I imagined lying on the beach, meditating on the rolling waves — wracked with joint pain.

"That would suck," I tell my husband, as we talk it through.

"Yeah," he replies. "But wouldn't it be more of a bummer to get measles?"

So I go back to the experts. This time I speak with Dr. Lisa Winston, an epidemiologist at San Francisco General Hospital, and a professor at UCSF.

Dr. Lisa Winston, an epidemiologist at San Francisco General Hospital, holds up the stuffed version of a measles virus she keeps in her office. If you're unsure of your vaccination status and are traveling someplace with a known measles outbreak, a second dose of vaccine might be prudent, she says.
april Dembosky / KQED
/
KQED
Dr. Lisa Winston, an epidemiologist at San Francisco General Hospital, holds up the stuffed version of a measles virus she keeps in her office. If you're unsure of your vaccination status and are traveling someplace with a known measles outbreak, a second dose of vaccine might be prudent, she says.

She tells me not to worry about the acute arthritis, which really means "sudden onset and short-lived." And she says the joint pain is typically mild — nothing a couple ibuprofen wouldn't take care of.

On top of that, the side effect is caused by the rubella part of the measles, mumps, rubella vaccine, and rarely occurs in women who have had one dose of MMR already.

"I would say that if the choice is between 'I'm a little worried that I may get this arthritis or some joint pain,' versus 'I'm going someplace where I'm really going to be at risk for measles,' the balance would swing toward being vaccinated for sure," Winston says.

But before I go through the trouble of another medical visit, I want to make sure I really need it. My mom was a nurse, and she kept my pediatric vaccine records. Squeezed in the margin of the paper, scrawled in black pen, it says that I got a second dose of the vaccine when I was 11. But the handwriting is hard to read and it looks so ... unofficial. This is why I got the blood test.

Winston tells me medical records are, in general, more reliable than the blood test.

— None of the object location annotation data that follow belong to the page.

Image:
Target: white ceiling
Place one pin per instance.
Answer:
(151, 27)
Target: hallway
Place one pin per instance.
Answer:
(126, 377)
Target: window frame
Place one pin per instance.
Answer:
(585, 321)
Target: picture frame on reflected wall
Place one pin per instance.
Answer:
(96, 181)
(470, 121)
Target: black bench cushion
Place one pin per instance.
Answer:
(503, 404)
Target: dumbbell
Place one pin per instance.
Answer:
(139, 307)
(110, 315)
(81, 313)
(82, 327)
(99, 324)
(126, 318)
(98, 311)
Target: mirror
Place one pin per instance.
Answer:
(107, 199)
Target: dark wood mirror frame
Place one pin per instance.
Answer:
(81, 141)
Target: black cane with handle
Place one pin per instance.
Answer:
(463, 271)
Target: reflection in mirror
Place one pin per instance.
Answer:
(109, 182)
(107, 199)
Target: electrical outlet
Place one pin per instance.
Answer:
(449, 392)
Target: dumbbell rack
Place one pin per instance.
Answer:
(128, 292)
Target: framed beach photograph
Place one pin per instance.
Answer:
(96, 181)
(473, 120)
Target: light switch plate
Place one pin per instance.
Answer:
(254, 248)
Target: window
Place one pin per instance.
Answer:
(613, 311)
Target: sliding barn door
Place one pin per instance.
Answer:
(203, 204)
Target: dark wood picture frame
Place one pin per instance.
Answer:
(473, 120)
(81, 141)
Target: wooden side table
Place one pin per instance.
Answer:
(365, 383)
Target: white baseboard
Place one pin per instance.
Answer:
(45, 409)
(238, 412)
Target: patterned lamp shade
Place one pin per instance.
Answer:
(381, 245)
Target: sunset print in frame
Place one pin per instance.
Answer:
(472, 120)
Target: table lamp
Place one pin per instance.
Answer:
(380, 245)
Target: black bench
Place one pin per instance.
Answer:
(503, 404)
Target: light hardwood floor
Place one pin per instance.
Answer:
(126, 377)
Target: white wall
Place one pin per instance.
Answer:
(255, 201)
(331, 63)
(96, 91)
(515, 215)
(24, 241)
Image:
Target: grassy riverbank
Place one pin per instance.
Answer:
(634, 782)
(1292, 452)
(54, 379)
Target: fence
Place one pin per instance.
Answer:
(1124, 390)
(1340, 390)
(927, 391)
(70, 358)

"For somebody who knows that they have been vaccinated — who has their history — you would actually be considered immune," she says, "regardless of what your blood test shows."

Bottom line: If you're not sure what your vaccination status is and you're traveling to a country with a known measles outbreak, there's no harm in getting a second dose of vaccine. But if you know you've had two doses, there's no benefit to getting a third.